Note: One might speculate that the table scan which comprises the inner operator of this nested loop contributed to the overall slowdown. In this case it did not. It was a relatively small table variable scan so its cost was not high per-se. It’s the fact that it was done 700,000 times that was detrimental.
So, what can you do to avoid (or predict) these “mishaps”? Well, unfortunately not much.
If you can’t afford to run a full QA cycle for every individual index prior to migrating it to production, then using tools like Qure Profiler and Qure Optimizer can be of great help. Both these tools test and clearly pinpoint the precise impacts of a collection of index modifications to ALL queries in your workload. In addition, Qure Optimizer can save you the effort of manually predicting when to design new indexes, as it takes into account the entire workload and prepares precise recommendations for a holistic, optimized package of indexing changes using empirical benchmarking.
Once you know that your new (manually designed) index is going to significantly affect other queries for the worse, and can see the improper execution plan choices sometimes made by the SQL Server query optimizer, these negative outcomes can be corralled by means of query hints or plan guides to assist the query optimizer in making the right decisions.

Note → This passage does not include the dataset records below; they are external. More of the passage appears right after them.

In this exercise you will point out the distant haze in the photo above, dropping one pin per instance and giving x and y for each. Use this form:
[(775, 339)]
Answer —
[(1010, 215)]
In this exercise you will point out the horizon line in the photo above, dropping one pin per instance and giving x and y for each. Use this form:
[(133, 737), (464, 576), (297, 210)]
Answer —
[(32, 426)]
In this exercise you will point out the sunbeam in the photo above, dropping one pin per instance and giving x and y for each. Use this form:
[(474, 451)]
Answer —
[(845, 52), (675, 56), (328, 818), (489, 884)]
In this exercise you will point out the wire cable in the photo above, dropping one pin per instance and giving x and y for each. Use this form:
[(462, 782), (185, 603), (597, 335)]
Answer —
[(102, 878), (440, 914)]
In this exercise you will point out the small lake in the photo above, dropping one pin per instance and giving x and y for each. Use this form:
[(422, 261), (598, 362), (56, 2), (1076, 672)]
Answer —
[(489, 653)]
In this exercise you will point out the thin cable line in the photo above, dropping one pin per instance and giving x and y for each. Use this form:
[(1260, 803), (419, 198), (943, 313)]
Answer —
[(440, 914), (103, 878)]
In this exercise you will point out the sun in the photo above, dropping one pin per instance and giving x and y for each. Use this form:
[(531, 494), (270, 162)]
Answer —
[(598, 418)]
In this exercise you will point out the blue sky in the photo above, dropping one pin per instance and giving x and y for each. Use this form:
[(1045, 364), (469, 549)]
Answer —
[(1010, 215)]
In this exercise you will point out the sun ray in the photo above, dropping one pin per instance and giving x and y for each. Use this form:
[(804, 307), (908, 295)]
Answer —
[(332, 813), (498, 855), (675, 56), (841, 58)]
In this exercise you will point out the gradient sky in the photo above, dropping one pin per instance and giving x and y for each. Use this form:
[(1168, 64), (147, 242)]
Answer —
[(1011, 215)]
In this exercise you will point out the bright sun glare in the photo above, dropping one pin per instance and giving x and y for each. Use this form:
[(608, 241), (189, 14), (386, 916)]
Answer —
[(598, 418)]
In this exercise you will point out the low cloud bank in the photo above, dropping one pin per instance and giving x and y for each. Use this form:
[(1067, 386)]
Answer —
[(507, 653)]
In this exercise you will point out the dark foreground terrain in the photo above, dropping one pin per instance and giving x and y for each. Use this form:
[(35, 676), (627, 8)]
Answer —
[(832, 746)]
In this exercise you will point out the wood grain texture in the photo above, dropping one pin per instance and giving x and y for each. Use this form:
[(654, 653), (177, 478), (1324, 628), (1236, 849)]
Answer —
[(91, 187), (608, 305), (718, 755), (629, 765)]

Other methods exist that can affect the plan choice: modifying the index scheme, using alternative syntax or tweaking the database (and server) settings. However, this is ‘playing with fire’. Why? Because tomorrow, any change to the environment, such as a change in data distribution or installing a service pack, may cause the query optimizer to revert to the ‘bad’ plan once again without warning. If you decide to use a plan guide or a hint, just remember to reevaluate it periodically as you might be missing better plan alternatives in the future. In our case, the customer decided simply not to apply the new index.